Which event are you most looking forward to in London?

One thing I’m obviously looking forward to is the good ol’ decathlon.

I wonder why.

(Laughs) I don’t know why I’d be drawn to that. I went to the U.S. trials [at the end of June in Oregon], and it was the first time I’ve been there in 36 years. The last time I was there was in 1976. I’ve never gone back. I brought my two sons Brandon and Brody. We have a rich tradition here in the United States of great decathletes, which is amazing ’cause we have absolutely no program to develop these guys. Zero. There’s nothing. They do it on their own, just like I did back in ’76. There’s been 22 of the modern Olympic Games, and we’ve won it 12 times. Britain is the only other country that’s won it twice, with Daley Thompson in ’80 and ’84. And that continues. At the trials, this 24-year-old guy Ashton Eaton from Oregon — the place was going crazy — went out and broke the world record. Obviously he goes into the Games as the big-time favorite. It’s his first Olympics, which is always a little bit tough, because it’s pretty overwhelming.
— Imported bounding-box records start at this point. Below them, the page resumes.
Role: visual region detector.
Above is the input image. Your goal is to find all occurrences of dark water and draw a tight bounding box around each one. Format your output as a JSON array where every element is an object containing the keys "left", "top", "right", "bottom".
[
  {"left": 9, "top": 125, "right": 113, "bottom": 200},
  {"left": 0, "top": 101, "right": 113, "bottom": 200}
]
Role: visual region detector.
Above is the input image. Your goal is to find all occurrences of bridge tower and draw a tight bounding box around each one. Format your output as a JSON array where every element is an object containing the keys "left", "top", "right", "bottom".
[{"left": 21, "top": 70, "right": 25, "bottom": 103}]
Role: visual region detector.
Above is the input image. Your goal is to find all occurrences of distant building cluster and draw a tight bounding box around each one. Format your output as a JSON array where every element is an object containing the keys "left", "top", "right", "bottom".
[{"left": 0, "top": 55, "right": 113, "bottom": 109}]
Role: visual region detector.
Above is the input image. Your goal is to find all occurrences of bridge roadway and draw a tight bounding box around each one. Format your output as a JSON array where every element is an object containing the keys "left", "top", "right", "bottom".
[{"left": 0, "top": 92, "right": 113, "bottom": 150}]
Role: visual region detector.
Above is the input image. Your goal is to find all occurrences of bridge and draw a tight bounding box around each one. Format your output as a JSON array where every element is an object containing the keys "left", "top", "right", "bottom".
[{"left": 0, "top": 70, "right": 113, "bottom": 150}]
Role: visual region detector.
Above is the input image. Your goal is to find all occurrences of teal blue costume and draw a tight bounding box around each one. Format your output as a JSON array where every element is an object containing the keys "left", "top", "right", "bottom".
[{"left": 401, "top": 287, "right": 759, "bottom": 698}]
But right now, I don’t see anybody touching him. It would be phenomenally good if he pulls this thing off. You can set world records in the decathlon, but your career is defined by how well you do at the Games. There are so many sports like that where your career is defined by how well you do at the Games. You take Michael Phelps. He could be breaking world records and winning world championships and nobody would really know about that outside the swimming world. But, because it’s the Games, he’s a household name.

You’re an athlete who parlayed his medal into success and fame. What advice would you give other athletes hoping to do the same?

My first advice… WIN. Don’t worry about anything else. Win. That’s the first thing you gotta do. (Laughs) To be honest with you, you can’t go into the Games thinking you’re going to parlay this into millions and millions of dollars because you win a gold medal. That just doesn’t happen. Granted, there are a few throughout history that have gone into other areas and done extraordinarily well. A lot of them you may not see. They’ve gone into the business world. Some, very few, have gone into the television world. But you can’t base your training for all those years on thinking there’s a golden ticket at the end. There really isn’t. Again, look at Michael Phelps. Phenomenal athletic achievement, and he comes out of Beijing as the biggest name in the Games. He winds up doing a few commercials, and good for him. I’m glad he’s doing those. But nobody else. One guy in the United States can make a good living once it’s over with. Most of the athletes don’t even want to go into the entertainment business. But the problem we have with the Games, is we only see swimming every four years. Baseball’s on every day. Football’s on all fall. Basketballs’s on all year long. Tiger Woods you see on golf tournaments every week. The advertising dollars go more that direction.